Illustrating how respectable these radical views have become among the medical intelligentsia, articles and letters published during the past two years in the Journal of Medical Ethics have gone so far as urging that vegetative patients be used to test the safety of “xenotransplantation,” that is, of transplanting animal (usually pig) organs into humans.
The usual ethical approach in medical research is to complete animal testing and then cautiously move into human trials with patients who could conceivably benefit from the experimental drug or procedure. But some bioethicists worry about the social, personal and sexual contacts of early pig organ recipients allowing a porcine virus to cross the species boundary and setting off a pandemic.
But quarantining pig organ recipients is seen as violating their personal autonomy. The proposed “ethical” remedy for this conundrum is to use persistent vegetative bodies in place of patients who actually need new organs in early xenotransplantation experiments.
“If it can be agreed upon that PVS bodies can be regarded as dead,” Belgian professor An Ravelingien and several co-authors wrote in 2004, “then experimenting on them is legitimate under the same conditions as experiments on cadavers,” so long as they consented to be used in this fashion prior to their impairment. To illustrate the extent to which these bioethicists dehumanize people diagnosed as , Ravelingien asserts that “living cadavers” in persistent vegetative state should not be called “patients” because that wrongly humanizes them and “impedes the discussion.”
This year, Heather Draper, a bioethicist from Birmingham, England, took Ravelingien’s argument one step further: “My own view is that people in a PVS are still alive,” she wrote. But this seemingly obvious observation should not, in Draper’s view, preclude these helpless patients from being used in animal organ transplant experiments. “I see no objection in principle to the proposal that competent people can decide, in advance, to participate in research when they become incompetent.”
Nor, apparently, would Draper limit such human experimentation to those believed to be unconscious. “Helping others by taking part in clinical research is undoubtedly a good way to live out what may be years in a PVS or other less-compromised states,” she writes.
Consider the kind of scenario this advocacy contemplates: Alice, a woman in her late 20s, nearly drowns. Aggressive CPR restarts her heart but she remains unresponsive for six months. Doctors tell her husband Jack she is in a persistent vegetative state — and although the diagnosis is difficult to make with certainty and is often wrong — they conclude she will never awaken.

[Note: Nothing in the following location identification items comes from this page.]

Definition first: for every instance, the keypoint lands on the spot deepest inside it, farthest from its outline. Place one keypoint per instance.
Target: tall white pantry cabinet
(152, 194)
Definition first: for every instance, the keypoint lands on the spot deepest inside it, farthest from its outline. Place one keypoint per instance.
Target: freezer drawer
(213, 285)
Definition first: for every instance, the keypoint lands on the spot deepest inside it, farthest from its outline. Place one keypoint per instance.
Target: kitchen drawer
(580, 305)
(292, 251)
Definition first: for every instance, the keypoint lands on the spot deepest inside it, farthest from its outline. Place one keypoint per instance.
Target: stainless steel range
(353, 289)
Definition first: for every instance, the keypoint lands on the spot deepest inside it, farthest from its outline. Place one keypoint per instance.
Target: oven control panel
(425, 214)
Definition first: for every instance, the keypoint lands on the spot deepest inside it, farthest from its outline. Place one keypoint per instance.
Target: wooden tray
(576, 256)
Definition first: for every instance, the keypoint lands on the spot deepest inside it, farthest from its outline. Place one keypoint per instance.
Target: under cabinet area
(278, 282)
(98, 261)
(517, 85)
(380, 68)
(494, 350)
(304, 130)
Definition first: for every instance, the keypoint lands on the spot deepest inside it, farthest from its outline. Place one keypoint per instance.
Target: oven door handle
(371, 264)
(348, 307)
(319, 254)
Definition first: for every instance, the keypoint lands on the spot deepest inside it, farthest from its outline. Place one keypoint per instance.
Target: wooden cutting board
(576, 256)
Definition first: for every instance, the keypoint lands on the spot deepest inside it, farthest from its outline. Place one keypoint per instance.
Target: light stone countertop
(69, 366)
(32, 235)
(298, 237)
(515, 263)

Since the law now considers a persistent vegetative state the same as being dead, the state issues a death certificate. Jack assures doctors that Alice wanted her body used for science if she ever died or became profoundly incapacitated. Accordingly, her “breathing cadaver” is transferred from a nursing home to a major organ transplant center. Soon, her kidneys are removed for transplantation into renal patients. Doctors then implant pig kidneys. Alice survives the surgery and continues to breathe on her own. She lives for years in isolation as researchers continually test for dangerous porcine viral infections. When the experiment concludes, Alice is lethally injected — which is not considered euthanasia because she is already legally dead — and her remains are cremated.
It’s an ugly picture, and it is important to emphasize that transplant surgeons do not currently harvest the organs of vegetative patients, nor do medical researchers use these most vulnerable people in unethical medical experiments. But if we want to keep it that way, we will have to make it unequivocally clear to the bioethicists and our lawmakers that patients diagnosed with persistent vegetative state are people, too. It’s wrong to reduce them into the nonfictional equivalents of axlotl tanks.
Wesley J. Smith is a senior fellow at the Discovery Institute, an attorney for the International Task Force on Euthanasia and Assisted Suicide, and a special consultant to the Center for Bioethics and Culture.